Deerfield’s plan to require masks all times except during active competition follows Wisconsin Interscholastic Athletic Association recommendations for spring sports, Polzin said, but rules at opposing schools may vary.

Jensen added that responsibility for enforcing mask-wearing will fall to coaches and players themselves, and asks that students take the practice seriously.

“We just cannot have people abuse it,” Polzin said.

Jensen said that Deerfield will be requiring spectators to wear masks at outdoor games when they can’t stay six feet apart. They’re also talking about spreading out bleachers and asking spectators to bring their own chairs.

Jensen and Polzin said they agree that at outdoor sporting events, it may be hard to police mask-wearing among spectators.
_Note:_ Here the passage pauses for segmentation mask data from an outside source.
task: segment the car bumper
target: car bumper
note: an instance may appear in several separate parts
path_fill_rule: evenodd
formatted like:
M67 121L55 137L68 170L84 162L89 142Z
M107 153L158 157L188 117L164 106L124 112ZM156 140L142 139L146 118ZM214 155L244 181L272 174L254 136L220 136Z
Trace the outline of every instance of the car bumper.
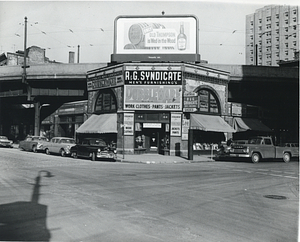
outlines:
M0 147L11 148L12 144L0 143Z
M241 158L249 158L249 154L229 154L229 157L241 157Z
M99 159L116 159L116 154L114 153L97 153L97 158Z

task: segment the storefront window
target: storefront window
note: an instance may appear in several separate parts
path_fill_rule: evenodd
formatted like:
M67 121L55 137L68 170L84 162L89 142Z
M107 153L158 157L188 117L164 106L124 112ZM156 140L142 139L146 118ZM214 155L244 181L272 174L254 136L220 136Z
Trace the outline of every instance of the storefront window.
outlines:
M210 90L202 89L198 92L198 95L200 96L199 111L220 113L218 99Z
M95 104L95 112L109 112L116 109L115 95L109 90L100 92Z

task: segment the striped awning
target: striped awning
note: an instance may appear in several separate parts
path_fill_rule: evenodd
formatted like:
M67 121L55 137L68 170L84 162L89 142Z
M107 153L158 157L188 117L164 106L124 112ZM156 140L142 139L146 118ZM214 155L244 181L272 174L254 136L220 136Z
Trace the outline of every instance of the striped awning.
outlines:
M117 133L117 114L93 114L77 130L76 133L103 134Z
M260 120L254 118L234 118L233 127L237 132L244 132L247 130L272 132L272 130L264 125Z
M226 121L220 116L191 114L190 129L234 133L236 132Z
The updated Dane County order “pins it all on the school, instead of falling back on a mandate that we don’t have anymore,” Polzin said.

“We’re asking you to be engaged in adult responsibility,” Jensen said.

In other matters, the school board on April 12:

  • Discussed offering staff members a one-time payout for their unused personal days from the 2020-21 school year. Jensen said because of substitute shortages, school staff members have used fewer personal days than previous years. Board members expressed support for rewarding staff members for their limited absences with compensation for personal days not taken.
  • Presented a first draft of the 2021-22 school year calendar, in which students would have Martin Luther King Jr. Day off of school. This is a change from previous years, when students came to school on the holiday and didn’t have classes on the last day of the semester. Honoring Martin Luther King Jr. Day has been a long-discussed change related to equity in the district.